И последнее замечание: имена ныне здравствующих крестьянских собеседников изменены.
ТРАНСКРИПТ
Запись 1991 года
– Деда моего звали Павел Алексеевич. Умер он в 1930 году. Мне было в то время 16 лет. Дед мой – все время старостой он был! Пил вино. Вот я в него уродился. А вот когда ему было 50 лет, он работать бросил. И отец мой стал руководить всем этим нашим хозяйством, собственным. Василий Павлович, отец мой, работал вот кем – хозяином на своей земле! Тогда земля была-то.
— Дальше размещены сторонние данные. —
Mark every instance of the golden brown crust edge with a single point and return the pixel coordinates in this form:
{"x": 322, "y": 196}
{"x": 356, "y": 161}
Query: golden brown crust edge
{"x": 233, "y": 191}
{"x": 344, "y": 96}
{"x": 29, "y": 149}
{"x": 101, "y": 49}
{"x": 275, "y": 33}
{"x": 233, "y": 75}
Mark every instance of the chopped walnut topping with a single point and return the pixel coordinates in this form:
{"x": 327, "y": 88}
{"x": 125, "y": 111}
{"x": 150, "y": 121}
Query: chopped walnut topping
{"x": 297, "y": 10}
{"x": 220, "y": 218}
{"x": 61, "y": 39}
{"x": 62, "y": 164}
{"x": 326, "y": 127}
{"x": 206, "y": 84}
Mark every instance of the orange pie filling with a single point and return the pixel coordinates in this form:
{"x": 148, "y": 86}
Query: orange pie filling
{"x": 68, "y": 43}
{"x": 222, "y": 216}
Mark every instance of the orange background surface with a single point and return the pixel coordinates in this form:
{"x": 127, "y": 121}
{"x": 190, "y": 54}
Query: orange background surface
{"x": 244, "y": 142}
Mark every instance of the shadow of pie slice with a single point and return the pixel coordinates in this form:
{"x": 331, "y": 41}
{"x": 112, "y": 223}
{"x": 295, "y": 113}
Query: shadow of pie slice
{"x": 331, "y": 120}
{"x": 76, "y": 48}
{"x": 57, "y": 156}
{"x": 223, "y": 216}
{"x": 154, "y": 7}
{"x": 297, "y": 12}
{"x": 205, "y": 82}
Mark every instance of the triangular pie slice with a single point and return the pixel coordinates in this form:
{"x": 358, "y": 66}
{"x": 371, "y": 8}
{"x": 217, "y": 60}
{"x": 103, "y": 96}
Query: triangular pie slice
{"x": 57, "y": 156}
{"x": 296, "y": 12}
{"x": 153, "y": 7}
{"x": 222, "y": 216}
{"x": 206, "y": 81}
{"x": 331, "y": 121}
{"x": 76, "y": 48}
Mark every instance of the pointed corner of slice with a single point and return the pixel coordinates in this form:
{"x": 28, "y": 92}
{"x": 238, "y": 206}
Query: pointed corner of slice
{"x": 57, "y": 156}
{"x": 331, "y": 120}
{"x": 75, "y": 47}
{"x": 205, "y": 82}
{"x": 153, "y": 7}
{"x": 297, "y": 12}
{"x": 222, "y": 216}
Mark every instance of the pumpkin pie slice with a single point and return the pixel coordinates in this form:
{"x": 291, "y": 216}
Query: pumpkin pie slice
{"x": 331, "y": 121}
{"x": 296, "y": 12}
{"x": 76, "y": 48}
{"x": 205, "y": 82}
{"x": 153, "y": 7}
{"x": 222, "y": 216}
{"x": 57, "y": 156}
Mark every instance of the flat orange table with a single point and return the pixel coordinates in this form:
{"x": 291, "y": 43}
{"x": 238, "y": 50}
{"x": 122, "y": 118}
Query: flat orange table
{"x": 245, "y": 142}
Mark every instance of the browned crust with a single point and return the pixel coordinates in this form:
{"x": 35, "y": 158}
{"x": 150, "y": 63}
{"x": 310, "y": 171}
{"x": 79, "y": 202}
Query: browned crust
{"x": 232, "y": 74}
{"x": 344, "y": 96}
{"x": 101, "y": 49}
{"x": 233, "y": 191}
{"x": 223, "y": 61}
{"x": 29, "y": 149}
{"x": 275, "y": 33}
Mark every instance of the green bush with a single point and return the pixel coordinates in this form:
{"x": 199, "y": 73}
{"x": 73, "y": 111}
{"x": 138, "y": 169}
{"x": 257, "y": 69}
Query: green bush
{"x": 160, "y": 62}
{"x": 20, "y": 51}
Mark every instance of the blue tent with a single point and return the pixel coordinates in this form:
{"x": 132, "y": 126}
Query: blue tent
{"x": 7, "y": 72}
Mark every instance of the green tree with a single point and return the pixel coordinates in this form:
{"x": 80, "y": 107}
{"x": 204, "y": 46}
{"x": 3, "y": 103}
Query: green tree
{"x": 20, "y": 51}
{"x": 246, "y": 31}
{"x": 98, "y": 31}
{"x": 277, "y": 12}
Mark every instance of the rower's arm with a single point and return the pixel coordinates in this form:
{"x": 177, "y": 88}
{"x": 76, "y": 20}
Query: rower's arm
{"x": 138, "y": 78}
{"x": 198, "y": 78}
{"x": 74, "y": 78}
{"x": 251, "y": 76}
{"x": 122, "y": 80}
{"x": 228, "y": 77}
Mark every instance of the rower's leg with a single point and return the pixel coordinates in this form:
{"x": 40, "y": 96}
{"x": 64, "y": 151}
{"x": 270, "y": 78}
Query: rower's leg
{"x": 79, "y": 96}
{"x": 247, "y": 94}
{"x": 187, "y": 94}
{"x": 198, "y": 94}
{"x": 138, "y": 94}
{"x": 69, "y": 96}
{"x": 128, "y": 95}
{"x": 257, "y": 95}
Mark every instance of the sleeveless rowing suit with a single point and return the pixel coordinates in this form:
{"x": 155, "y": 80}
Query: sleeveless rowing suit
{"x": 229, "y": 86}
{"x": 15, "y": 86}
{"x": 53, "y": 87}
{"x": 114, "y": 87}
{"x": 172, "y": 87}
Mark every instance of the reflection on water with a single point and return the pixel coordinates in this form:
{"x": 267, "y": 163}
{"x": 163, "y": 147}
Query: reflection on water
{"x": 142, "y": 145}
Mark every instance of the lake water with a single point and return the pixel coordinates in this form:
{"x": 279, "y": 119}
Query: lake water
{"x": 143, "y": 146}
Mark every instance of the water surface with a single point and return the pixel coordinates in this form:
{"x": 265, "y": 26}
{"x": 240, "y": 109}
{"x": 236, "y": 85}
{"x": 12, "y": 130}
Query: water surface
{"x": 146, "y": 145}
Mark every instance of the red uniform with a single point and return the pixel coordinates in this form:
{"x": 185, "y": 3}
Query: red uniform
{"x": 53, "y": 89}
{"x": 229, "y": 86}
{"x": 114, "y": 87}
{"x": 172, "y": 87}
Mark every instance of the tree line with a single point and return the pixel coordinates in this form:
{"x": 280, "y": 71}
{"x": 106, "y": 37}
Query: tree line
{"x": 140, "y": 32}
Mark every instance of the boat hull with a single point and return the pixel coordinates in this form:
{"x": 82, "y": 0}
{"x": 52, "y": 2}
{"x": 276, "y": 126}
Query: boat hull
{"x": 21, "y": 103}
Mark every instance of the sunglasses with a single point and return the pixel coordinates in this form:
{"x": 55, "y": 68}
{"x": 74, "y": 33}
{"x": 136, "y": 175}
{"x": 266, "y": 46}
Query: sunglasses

Сейчас вот болтают, земля-то чтоб была продажная. А хрен ли толку, ежели ее продадут?! Подохнет весь народ к эдакой матери. А тогда была, у каждого, лошадь в руках, да еще и не одна. Плуг был, и борона была. А сейчас?! Щепкой, что ли, землю ковырять?! Ну? Чем? Ну вот я землю возьму. Ну посажу руками помидоры, огурцы, капусту. А пшеницу где ты будешь брать?! Чем ты будешь землю обрабатывать, москвичка хренова?! Ну по правде?! Огурцы-то ведь – это огурцы. Овощ! Скотская еда. Ну вот мы ее сейчас раздербаним, землю-то. Что получится?! А тогда была земля на душу населения, душевая. И вот, у меня если нет лошади, – то я ее стремился нанять. Вот у тебя, скажем, три лошади. Я у тебя лошадь нанимаю и обрабатываю свою землю. А у кого, скажем, нет силы нанять, те землю из половины сдавали. Половина – твоя, половина – моя. И все равно ты будешь с хлебом – если ты даже слабый, если у тебя не на что лошадь нанять. Но все равно раньше было хуже! Колхоз, по-моему, лучше, чем единоличник. Вот, слушай-ка! Колхоз – это вещь! Вот мы его тащим, растаскиваем аж с тридцатого года. 62 года тащим! И ни хрена не растащим! Понял?! Вот когда мы вступили в колхоз, у нас одна была корова, Субботка. А сейчас – и счету нет, сколько их там. А режут их ежедневно, и все никак не порежут! Колхоз этот самый, колхоз – режет их, едят, гуляют, пьют! Э-эх! Да и хрен с ними! И тебе достанется!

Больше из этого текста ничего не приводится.